Tell The World

After 12 weeks and 1 day of being away, Friday night I am coming home.

A Newcomer to the Treatment Game

It's been an eventful week in Manhattan. We had an earthquake, a hurricane, and I started a new novel therapy drug. I've gotten through it all relatively unscathed, except for the nausea and that unmistakable woozy headed feeling that every drug brings.

I'm now a cancer, three-time transplant, earthquake and two-time hurricane survivor (Dean 2007 on St. Lucia and Irene 2011 on Manhattan.) I don't think I'm going anywhere anytime soon. I've got about what? Three lives left?

Day +67 Scan Update

I got news yesterday that's pretty much just that: news. It's not necessarily bad, not necessarily good, just news. I prepped for that scan and that news on a blanket under a tree in Carl Shurz Park on the Upper East Side.
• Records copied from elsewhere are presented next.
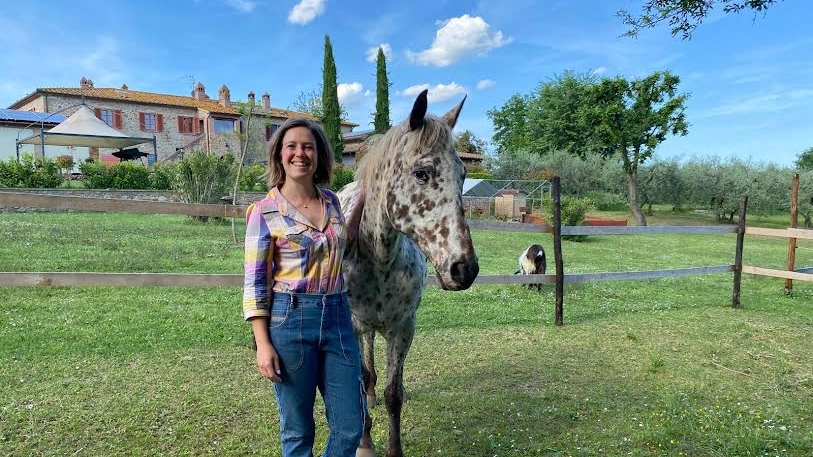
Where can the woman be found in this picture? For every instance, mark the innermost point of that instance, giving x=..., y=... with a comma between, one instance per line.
x=295, y=295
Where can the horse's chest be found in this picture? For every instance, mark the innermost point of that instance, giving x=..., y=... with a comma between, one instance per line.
x=383, y=297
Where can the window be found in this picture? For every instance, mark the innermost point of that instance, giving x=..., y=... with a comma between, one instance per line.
x=187, y=124
x=151, y=122
x=269, y=131
x=107, y=116
x=111, y=117
x=223, y=126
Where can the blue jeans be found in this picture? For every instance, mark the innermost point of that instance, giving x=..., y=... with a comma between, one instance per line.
x=313, y=336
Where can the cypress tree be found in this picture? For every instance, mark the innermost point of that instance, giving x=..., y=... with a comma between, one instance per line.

The park is stunning and magical and it was the perfect place for both Craig and me to get our anxiety in check as we awaited my evening scan procedure.

My PET Scan did show a bit of uptake in two places: in my chest near the thymus gland and on the right side of my sacrum bone. These are two spots that have shown metabolic activity in the past and have been likely sites of disease. However, I do not yet have the full radiologist's report detailing what they think is happening this time around. PET Scans are finicky and ultra sensitive. Potential of false positives is high.

Day +66 Update

It's time to make some big moves with my treatment. This has successfully sent me up a wall in anticipation, worry, and confusion. Compounding those mental feelings are their physical counterparts. The past two weeks have been particularly rough for me: body aches, chest fullness, night sweats, back pain and increased fatigue. These feelings are not as foreign as the post-transplant side effects have been. In fact, they are far too familiar for my taste and I desperately hope that the lymph nodes in my neck and the tenderness in my back and hips are just my body repairing from the trauma it's been through.
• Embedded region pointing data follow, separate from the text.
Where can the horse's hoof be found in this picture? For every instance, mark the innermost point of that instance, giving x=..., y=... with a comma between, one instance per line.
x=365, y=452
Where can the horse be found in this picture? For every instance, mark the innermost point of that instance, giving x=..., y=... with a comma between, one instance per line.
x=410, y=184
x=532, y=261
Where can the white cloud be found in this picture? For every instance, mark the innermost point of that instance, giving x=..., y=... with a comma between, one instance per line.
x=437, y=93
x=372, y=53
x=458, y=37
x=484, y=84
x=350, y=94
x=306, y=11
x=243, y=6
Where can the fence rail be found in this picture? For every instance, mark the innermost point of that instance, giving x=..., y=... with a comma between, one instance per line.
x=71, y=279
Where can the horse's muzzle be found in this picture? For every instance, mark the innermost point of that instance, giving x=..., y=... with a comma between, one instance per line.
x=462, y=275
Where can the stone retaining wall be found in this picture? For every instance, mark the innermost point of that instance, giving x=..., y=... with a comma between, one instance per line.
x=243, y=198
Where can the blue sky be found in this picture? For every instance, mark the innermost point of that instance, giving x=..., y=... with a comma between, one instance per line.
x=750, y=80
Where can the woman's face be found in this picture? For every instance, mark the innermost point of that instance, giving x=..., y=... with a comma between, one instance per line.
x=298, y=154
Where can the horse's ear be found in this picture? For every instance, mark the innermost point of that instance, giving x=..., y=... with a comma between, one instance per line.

If it is lymphoma creeping back in, it is not the end of the world, but it will make my recovery world riskier and more difficult. I've talked these symptoms over with my transplant doctor and we've decided that rather than guessing at what might be going on, it makes most sense to do another scan. A second scan is normally done around Day +90 anyway, so we're just bumping it up a bit. This way, we can better know what we are dealing with. Is the enemy again on the attack? Or are these just normal body rumblings surrounding all of the adjustments and growth happening inside of me? My doc wants to see diagnostic evidence and I completely agree with our plan.

Community Living

Most of the time I don’t want to wear a bra. Often I don’t like to wear pants. All of the time I prefer to be barefoot. But none of these indulgences falls under the “acceptable” umbrella at The Lodge.
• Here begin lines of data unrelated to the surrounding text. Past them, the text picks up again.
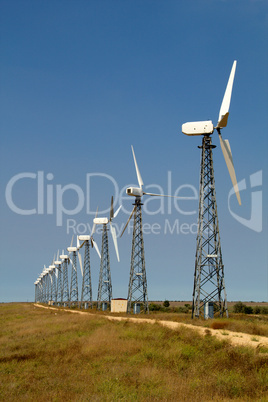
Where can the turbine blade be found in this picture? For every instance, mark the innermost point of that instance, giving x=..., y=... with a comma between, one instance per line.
x=96, y=248
x=94, y=224
x=224, y=110
x=112, y=208
x=80, y=263
x=137, y=169
x=161, y=195
x=116, y=212
x=115, y=241
x=227, y=153
x=135, y=206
My neighbors at home probably don’t appreciate it – as sometimes I forget that our house windows see both in and out – but I miss the freedom of eating a bowl of cereal in my undies – call me crazy.

I’m very tired of rules and more tired of other people breaking them. No one wants their first sight of the day to be a grown, barefoot man walking his germy feets on our kitchen floor first thing in the morning. I’ve got to keep my pants on. So should everyone else. Plus, my intestines are still too fragile to swallow that vision.